Because it is late at night, he does not go into the Recovery Room as he normally would after surgery. Instead he is moved to the Intensive Care Unit, where he is welcomed as a "frequent flyer" and the staff move Scully's own personal recliner (which she invested in during his last stay) to his bedside. It takes several minutes to untangle all the IV lines, blood lines, pressure bag lines, catheter tubes and chest tubes. As Mulder begins to rouse from the anesthesia, he is in pain, so morphine is adminstered via one of the IV lines. Throughout the night, nurses check hourly how much fluid he is taking in and putting out, change IV bags, and hang more blood transfusions and medications. Several times every hour they record the readout on his arterial line for his blood pressure and the cardiac monitor fro his pulse. They take more blood from his arterial line for the lab and for Respiratory Therapy to run blood gas checks to make sure he is getting enough oxygen. Toward the end of night shift, he is bathed and turned to his other side, and given more pain medication.

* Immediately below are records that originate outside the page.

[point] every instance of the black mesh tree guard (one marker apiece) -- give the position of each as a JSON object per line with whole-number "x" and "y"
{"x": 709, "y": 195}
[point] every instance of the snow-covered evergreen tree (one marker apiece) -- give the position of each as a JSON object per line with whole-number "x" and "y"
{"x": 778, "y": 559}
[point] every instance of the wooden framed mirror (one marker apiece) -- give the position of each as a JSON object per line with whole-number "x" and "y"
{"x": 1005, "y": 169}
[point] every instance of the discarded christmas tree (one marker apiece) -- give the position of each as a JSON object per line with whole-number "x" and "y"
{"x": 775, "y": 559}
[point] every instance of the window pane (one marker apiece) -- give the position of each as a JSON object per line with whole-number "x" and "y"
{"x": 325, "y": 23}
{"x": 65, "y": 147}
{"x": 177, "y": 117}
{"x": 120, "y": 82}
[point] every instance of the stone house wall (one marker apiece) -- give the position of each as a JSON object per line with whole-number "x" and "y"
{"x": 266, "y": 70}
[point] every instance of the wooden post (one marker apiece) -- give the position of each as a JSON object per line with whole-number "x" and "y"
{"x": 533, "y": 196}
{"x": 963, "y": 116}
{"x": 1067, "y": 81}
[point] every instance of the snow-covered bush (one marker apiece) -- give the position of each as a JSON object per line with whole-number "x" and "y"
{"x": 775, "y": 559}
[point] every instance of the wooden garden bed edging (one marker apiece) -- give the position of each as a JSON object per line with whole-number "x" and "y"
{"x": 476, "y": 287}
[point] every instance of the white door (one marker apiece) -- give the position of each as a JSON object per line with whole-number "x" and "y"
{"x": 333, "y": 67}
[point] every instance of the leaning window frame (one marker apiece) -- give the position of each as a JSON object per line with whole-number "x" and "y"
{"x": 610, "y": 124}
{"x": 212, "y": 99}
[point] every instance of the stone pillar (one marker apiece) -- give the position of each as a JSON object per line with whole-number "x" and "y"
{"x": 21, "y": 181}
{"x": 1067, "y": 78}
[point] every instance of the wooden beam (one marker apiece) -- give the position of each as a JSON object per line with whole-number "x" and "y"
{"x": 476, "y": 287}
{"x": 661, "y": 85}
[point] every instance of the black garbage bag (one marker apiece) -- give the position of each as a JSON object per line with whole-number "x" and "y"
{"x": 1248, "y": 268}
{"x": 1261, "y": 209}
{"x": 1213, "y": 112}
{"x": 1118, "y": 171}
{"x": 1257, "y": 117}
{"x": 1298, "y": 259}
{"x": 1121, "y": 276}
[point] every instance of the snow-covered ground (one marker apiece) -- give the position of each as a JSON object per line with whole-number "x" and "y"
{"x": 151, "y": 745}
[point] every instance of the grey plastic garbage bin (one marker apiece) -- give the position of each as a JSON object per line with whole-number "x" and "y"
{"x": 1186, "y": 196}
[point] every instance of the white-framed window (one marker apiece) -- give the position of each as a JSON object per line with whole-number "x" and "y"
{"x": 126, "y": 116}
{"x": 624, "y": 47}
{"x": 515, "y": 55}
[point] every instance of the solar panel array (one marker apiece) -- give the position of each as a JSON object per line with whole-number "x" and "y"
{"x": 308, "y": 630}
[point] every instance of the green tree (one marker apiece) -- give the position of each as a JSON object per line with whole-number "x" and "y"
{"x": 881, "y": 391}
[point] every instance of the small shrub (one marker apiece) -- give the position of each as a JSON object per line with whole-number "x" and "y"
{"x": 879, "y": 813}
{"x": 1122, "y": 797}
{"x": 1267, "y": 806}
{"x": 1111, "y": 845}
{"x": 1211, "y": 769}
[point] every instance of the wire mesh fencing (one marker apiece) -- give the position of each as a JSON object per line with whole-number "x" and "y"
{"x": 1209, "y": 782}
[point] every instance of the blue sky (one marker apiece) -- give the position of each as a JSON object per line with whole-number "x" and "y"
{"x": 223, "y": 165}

Mulder eventually regains consciousness later that morning. Respiratory Therapy comes in to work with him to keep his lungs clear, there are more Xrays and more IV's and visits from the surgeon who operated on him. He has been lucky - the bullet chipped his ribs, punctured his lung and perforated a couple of major blood vessels, but hit no other organs. His recovery should be complete.
Now stable, after two days he leaves the ICU for the PCU - the Progressive Care, or Step Down, Unit. Here, he has his own room rather than the ward-like setting of the ICU. It is much quieter, except for Scully yelling at him about ditching her again. He is able to get more sleep without the constant interruptions, but he still has the sticky, itchy EKG leads attached to his chest. He also still has the chest tube, which is very uncomfortable. He groans every time the Respiratory Therapist enters his room, knowing he will be forced to take deep breaths to encourage full lung expannsion, and inhale medications which will force him to cough up any secretions which could accumulate and cause pneumonia. He no longer needs IV's, but a heparin lock remains in his arm just in case of an emergency. He is eating - if you could call a clear liquid diet -apple juice, chicken broth and jello - food. He has been promised that the catheter will be removed the following day. The nurses aren't quite as ominipresent as they were in ICU, but he saw much more of them whan he would have down on the Surgical floor.
He spends three days on PCU. He could have left after two days, but with the chest tube, his surgeon wanted him to stay where he could be monitored more closely. The EKG leads are gone now, and on his final day in PCU the chest tube is finally removed. He is then transferred to the regular surgical floor.
The nurses are noticeably much busier here, and Scully spends more of her time taking care of him, helping him to the bathroom, helping him to walk to gain some strength. The Physical Therapist comes in and gives him a set of exercises to do so that he will not lose muscle tone while he recovers. Scully gets some revenge for his ditching her by seeing to it that he does his exercises, and continues to do frequent coughing and deep breathing.
By the end of his seventh day in the hospital, Mulder has had enough. He is no longer in pain, only moderate discomfort, and he longs to be on Scully's couch with Margaret feeding him some of her famous minestrone soup. His doctor wants him to stay in for another day, but over Scully's objections, he signs out AMA - Against Medical Advice. The nurses had expected this and had the forms ready for him. Scully reluctantly helps him to her car.
The nurses are sad to set the decorative Mulder leave, but they know they will be seeing him again - soon. They always do.